Why? It seemed that being a girl with plans was problematic; she coudln't change them if they dated and fell in love. He needed to find someone who could just follow him around.

But really, what should a girl do? Plan to get married and do whatever hypothetical husband wanted? Not a great plan when chances are high hypothetical husband will not appear.

I was a part of a discussion recently in which several people who had graduated from BYU some years ago were talking. One female was still unmarried and her married male friend expressed surprise that she WANTED to get married and have kids. "I always thought you wanted to be single. You always had plans."

That's my point about signaling in a nutshell. Some significant percentage of girls who are planning on joining the Peace Corps are set on it.
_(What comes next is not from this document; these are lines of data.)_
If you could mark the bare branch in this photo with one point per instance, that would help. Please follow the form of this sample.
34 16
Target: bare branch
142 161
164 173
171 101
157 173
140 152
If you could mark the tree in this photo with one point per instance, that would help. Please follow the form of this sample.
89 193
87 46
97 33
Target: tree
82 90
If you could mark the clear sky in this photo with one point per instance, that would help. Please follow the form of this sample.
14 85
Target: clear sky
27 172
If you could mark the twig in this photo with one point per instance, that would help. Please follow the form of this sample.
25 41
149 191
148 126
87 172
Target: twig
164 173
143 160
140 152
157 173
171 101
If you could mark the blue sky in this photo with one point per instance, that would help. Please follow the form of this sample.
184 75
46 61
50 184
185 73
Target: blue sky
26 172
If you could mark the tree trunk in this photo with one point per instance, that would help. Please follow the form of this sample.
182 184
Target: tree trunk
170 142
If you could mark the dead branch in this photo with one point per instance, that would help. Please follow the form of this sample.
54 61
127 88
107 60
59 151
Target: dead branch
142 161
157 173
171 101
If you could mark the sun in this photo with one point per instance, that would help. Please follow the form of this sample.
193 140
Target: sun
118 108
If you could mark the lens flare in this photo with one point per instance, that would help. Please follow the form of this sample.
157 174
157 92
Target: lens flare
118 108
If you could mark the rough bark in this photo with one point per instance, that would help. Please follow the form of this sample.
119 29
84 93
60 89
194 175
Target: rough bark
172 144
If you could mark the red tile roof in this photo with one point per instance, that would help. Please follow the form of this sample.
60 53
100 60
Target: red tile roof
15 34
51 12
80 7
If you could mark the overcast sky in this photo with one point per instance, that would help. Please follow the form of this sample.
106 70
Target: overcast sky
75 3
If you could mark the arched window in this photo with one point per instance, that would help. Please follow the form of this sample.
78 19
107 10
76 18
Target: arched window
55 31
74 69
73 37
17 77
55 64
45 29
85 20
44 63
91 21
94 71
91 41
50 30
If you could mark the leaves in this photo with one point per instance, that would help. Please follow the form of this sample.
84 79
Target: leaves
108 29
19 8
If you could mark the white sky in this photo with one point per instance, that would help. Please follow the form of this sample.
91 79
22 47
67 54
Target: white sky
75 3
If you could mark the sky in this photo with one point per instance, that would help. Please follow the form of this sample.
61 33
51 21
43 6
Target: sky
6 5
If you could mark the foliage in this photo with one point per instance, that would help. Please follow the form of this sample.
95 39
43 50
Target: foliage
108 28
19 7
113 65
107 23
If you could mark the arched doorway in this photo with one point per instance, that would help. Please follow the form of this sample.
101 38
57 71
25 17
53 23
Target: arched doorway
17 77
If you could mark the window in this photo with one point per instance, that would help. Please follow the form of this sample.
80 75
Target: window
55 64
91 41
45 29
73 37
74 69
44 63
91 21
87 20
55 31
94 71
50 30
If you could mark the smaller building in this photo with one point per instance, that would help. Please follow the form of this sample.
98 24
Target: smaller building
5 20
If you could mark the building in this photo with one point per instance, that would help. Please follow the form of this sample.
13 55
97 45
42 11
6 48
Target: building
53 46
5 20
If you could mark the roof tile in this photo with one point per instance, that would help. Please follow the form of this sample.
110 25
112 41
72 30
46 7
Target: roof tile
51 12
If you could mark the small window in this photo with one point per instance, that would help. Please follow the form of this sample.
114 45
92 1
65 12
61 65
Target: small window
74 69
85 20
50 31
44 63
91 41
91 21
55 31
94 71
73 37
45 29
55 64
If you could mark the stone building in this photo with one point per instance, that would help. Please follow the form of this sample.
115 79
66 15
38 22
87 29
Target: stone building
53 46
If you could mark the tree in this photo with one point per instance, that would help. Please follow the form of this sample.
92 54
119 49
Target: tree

So if a girl is open to marriage and children as an alternative to her post-graduate plans, she should let potential suitors know.

Signaling is indeed important, Adam, but what about if a young BYU girl doesn't know a guy well enough to be sure whether she'd be interested in him. She may not be sure what she wants to signal.

Thinking back to my time at BYU, if it's the first day of French class, the orthodox RM hottie next to me might very well ask me my name, how much French I've had, whether I've been to France, whether I plan to go. If as to future plans, I say "yes, I hope to get an internship there after graduation," it may be that I can forget dating him, ever. If I say "gosh, I don't know, not anytime soon of course, since I'm really hoping to get married and stay home with babies as soon as I meet the right guy [bat eyelashes, toss hair], but maybe my future husband and I will be blessed to serve a mission there together after the kids are grown," then he will almost certainly ask me out and think I'm really spiritual and really interested in him. What pressure to have to decide in that instant which way I want things to go!

I always said the former (and my internship turned out to be quite successful and a lot of fun), and was surprised to find that some guys took it as a challenge to sway me from my plans. So I did date, despite being smart and having plans.

Besides, the Peace Corps is only a couple of years. Even if she is set on it, even if she does go through with it, if it's love ... he'll wait, right? Or perhaps go with her; Peace Corps volunteers can be married. A Buddhist friend of mine married his true love last Sunday rather than lose her for two years due to her commitment to the Peace Corps. The two of them are going to have a blast in Senegal.

I am currently a BYU student in Provo and a math major. I feel that guys are definitely intimidated by that. I am usually ok with that though because just like they may not want to date someone smarter than them, I don't want to date someone dumber than me.